Insight: Bat ultrasounds and music composition in Stuart Hyatt’s Field Works ‘Ultrasonic’
Bats are one of the most intriguing of mammals species, with their ability to fly thanks to their membranous wings and communicating by ultrasounds that work as well as a sort of air sonars or radars for geolocation. They have been the target of all sorts of myths and romanticised or feared by writers in literature.
More recently, they have been at the centre of negative attention in the media, due to the not-proved hypothesis of being a possible animal host through which COVID-19 jumped species to infect humans. Even becoming the unfortunate cover of an even worse titled compilation of essays put together during the first months of the current coronavirus pandemic.
Bats can be found in almost all parts of the world inhabiting a variety of landscapes or habitats throughout the year as they feed, roost and travel, seeking daytime retreats such as caves, rock crevices, old buildings, bridges, mines, and trees.

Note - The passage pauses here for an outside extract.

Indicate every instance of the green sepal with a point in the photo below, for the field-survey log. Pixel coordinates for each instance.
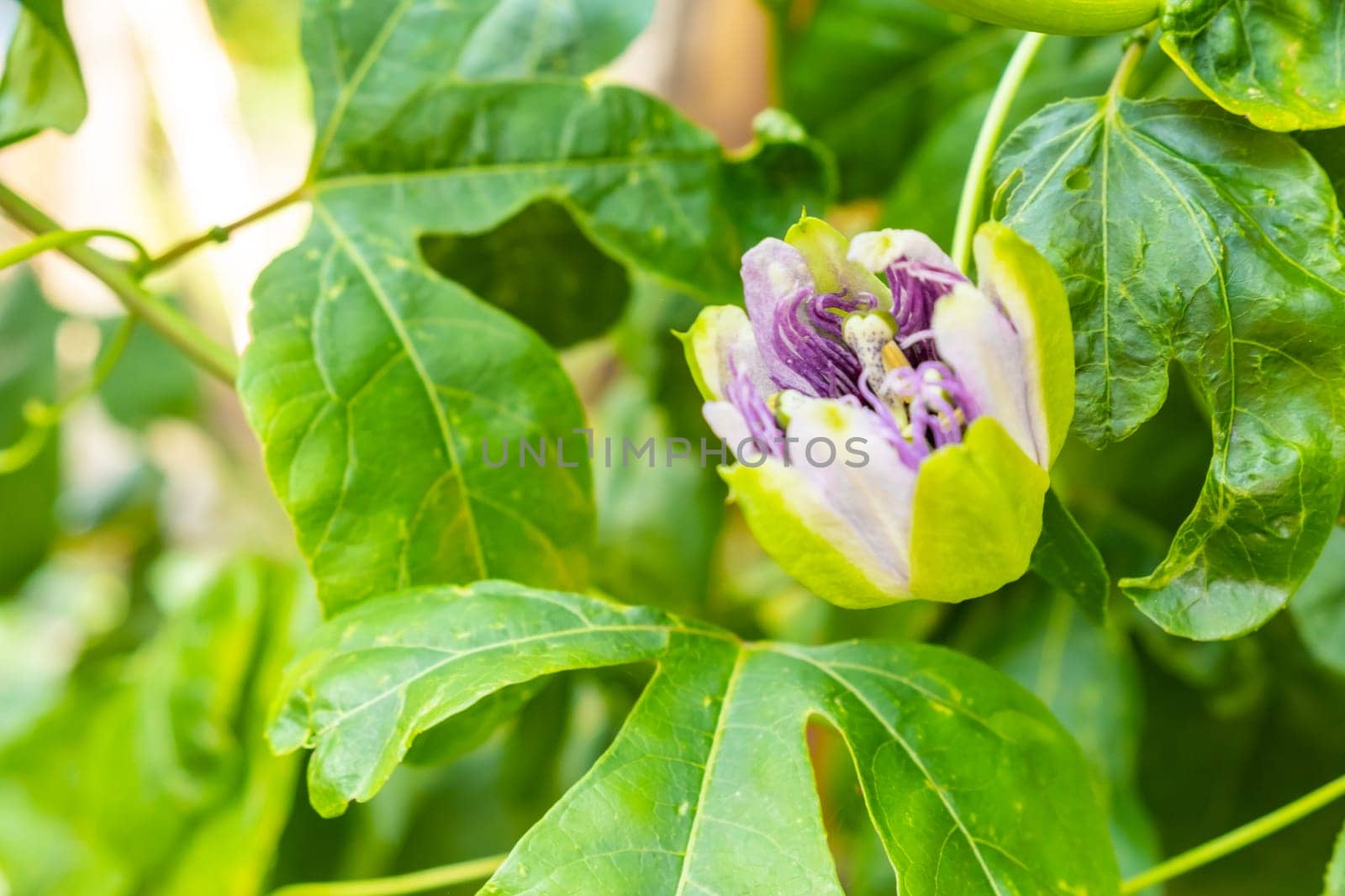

Many bat species around the world are vulnerable or endangered because of loss and fragmentation of habitat, diminished food supply, destruction of roosts, disease and hunting or directly killings.
It’s gratifying to see initiatives such as the recently published album by Stuart Hyatt under his Field Works series, Ultrasonic (Temporary Residence Ltd). An album created from recordings of a rare, endangered bat subspecies found only in rural Indiana, where Hyatt lives. Ultrasonic is perhaps the first-ever album to use the echolocations of bats as compositional source material. Hyatt has spent the last decade working with field recordings and arranging them into uniquely site-responsive music. Working under the FieldWorks name, Hyatt has assembled a remarkable cast of contributing artists to create new music from his samples and soundscapes; each Field Works release tells evocative stories about unique places and is typically paired with visual art, installations, books, and site-based performances.
For the Ultrasonic double LP, Hyatt assembled a remarkable group of contributors: Eluvium, Christina Vantzou, Sarah Davachi, Ben Lukas Boysen, Machinefabriek, Mary Lattimore, Felicia Atkinson, Noveller, Chihei Hatakeyama, John Also Bennett, Kelly Moran, Taylor Deupree, Jefre Cantu-Ledesma, Julien Marchal, and Player Piano.
The project was commissioned as a recording project by National Geographic, and t’s part of a broader storytelling project about the federally endangered Indiana bat, generously funded by the IUPUI Arts & Humanities Institute and the National Geographic Society. Every copy of the record contains an official printed booklet of The Endangered Species Act of 1973.
Hyatt comments: This may be the first instance that bat sounds have been used at this level and depth for artistic purposes. I was really trying to capture both the rhythmic and melodic qualities of their communications…All of this, of course, occurs well beyond the range of human hearing.
Humans hear in the range of 20 Hz to 20,000 Hz. (adults tap out at approx. 15,000 Hz). But bat echolocation doesn’t really get going until about 30,000 Hz! The species I was focused on, the endangered Indiana bat – aka Myotis Sodalis – vocalizes up to 70,000 kHz!
This is the first time I’ve ever recorded sounds that I couldn’t even hear while recording – akin to taking pictures of invisible people on a film camera – and then hoping they actually show up in the darkroom! I mean, the meter indicated that sounds were being captured – but there was no way to know what they were until getting back to the studio. I had to develop brand new techniques to get these sounds back into the range of human hearing, and ultimately figure out their musical qualities.